The models we constructed depend on observed community sizes (total cell counts) and observed sample diversity. To determine the impact of model inaccuracies (over- or underestimates of community size or diversity) on estimates of sample scale, sampling curves were calculated for lognormal models based on Rmax values of 10, 11, and 12 (Fig. 6B). By using these values, theoretical communities were constructed that contained the same number of species (4,000) but varied in size by a factor of 8 (NT = 4 x 107, 1.2 x 108, and 4 x 108 cells, respectively). The required sample size for detection of the most abundant 50 species in each community was 1,639, 1,481, and 1,472 individuals, respectively. Varying the total number of species (ST) also had a minor effect on sample scale estimates. For example, for model communities containing 4,000, 6,000, or 10,000 species (Rmax = 11), the required sample sizes were 1,481, 1,759, and 2,140 individuals, respectively. The data show that for sampling the top fraction of the community, sample size increases as species diversity (ST) increases or as community size (Rmax) decreases. These relationships change, however, as progressively larger fractions of community diversity are sampled (Fig. 6B). Nonetheless, the magnitude of calculated sample sizes for surveying a specified set of species is generally similar despite small changes (potential inaccuracies) in model parameters.
| DISCUSSION |
|---|
|
|
|---|
Interpreting division-level community composition and structure.

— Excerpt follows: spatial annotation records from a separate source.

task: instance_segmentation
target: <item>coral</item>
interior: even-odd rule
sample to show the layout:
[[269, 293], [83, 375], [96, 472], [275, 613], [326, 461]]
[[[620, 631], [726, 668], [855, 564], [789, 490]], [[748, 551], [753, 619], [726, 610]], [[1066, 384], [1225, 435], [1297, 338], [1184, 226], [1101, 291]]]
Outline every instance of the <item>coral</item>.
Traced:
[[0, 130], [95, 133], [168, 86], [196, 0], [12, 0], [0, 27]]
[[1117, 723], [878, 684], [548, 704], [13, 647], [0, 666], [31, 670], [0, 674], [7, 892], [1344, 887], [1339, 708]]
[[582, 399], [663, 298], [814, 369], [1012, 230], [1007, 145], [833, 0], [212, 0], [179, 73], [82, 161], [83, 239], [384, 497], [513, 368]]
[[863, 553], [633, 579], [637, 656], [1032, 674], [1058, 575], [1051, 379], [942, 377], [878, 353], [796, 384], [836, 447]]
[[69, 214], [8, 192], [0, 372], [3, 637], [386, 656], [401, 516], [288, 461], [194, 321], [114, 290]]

The structure and composition of biological communities are indicators of ecological complexity, evolutionary history, and community boundaries. At the species level, community structure can reveal differences in resource availability or in resource partitioning and succession status. However, at higher taxonomic levels such as the division level, the ecological significance of community composition and structure is ambiguous. The ecological relevance of differences in division abundance is impossible to interpret unless the change can be ascribed to natural selection acting upon a phenotype shared by most or all members of a division. While this situation is true for a few bacterial divisions, many divisions (e.g., the Proteobacteria) are known for the remarkable metabolic and ecological diversity of member species. It is therefore difficult to imagine that patterns of diversity at higher taxonomic levels are strongly shaped by primary ecological mechanisms.
The division-level structure and composition of bacterial communities may simply be a signature of communities with shared colonization history (i.e., who arrived and adapted first). As shown in Fig. 2, bacterial communities from different environments (rhizosphere versus interspace) that had shared history exhibited similar patterns of division-level structure. Environments with a common geologic history and geographic proximity would be expected to experience similar demographic processes, resulting in shared patterns of diversity at the coarsest levels of phylogenetic resolution. Such patterns may be maintained, despite environmental changes, as a result of differential population responses (declines in some populations can be counteracted by increases in the others) that buffer division-level abundance.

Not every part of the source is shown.